The mutation in the gene called TREM2 is rare, occurring in about 1 in 150 people. By comparison one in five people carry a form of a different gene called APO-E that also triples the risk. One in 50 carries a form of APO-E that raises risk 13 times. APO-E’s relation to Alzheimer’s was discovered in 1993. So in terms of public health implications, TREM2 is a small player, and is one of an ever growing list of genes implicated in Alzheimer’s. 

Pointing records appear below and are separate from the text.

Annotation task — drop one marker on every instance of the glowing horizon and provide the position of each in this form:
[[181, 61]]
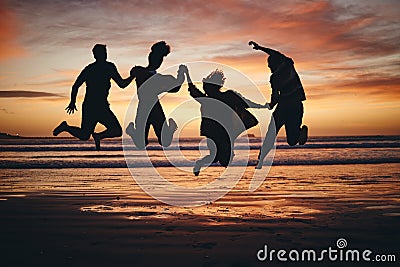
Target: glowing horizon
[[347, 55]]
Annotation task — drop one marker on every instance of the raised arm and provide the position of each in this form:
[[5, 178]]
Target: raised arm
[[193, 90], [122, 83], [269, 51], [244, 102], [180, 78]]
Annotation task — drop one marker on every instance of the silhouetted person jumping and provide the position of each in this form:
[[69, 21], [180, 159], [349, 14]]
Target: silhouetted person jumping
[[218, 118], [287, 94], [95, 107], [150, 85]]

The leading contender as the main cause of Alzheimer’s is the accumulation of plaques of protein called amyloid-beta. It is likely that the inflammatory response is attempting to keep that buildup at bay. Last July, Stefansson’s team [one of the researcher's whose work was just published] discovered a different gene mutation, even more rare, that actually protects against Alzheimer’s. That, too, was important science because that gene is responsible for production of amyloid-beta. So it both supports the hypothesis about the cause and leads to ideas about how to make drugs to stop it.
If you know or have known someone with Alzheimer's, as I have, you'll appreciate the fact that we are dealing with not only a serious cause of death, but with a serious cause of distress among the survivors during that painful interval between the onset of the disease and death.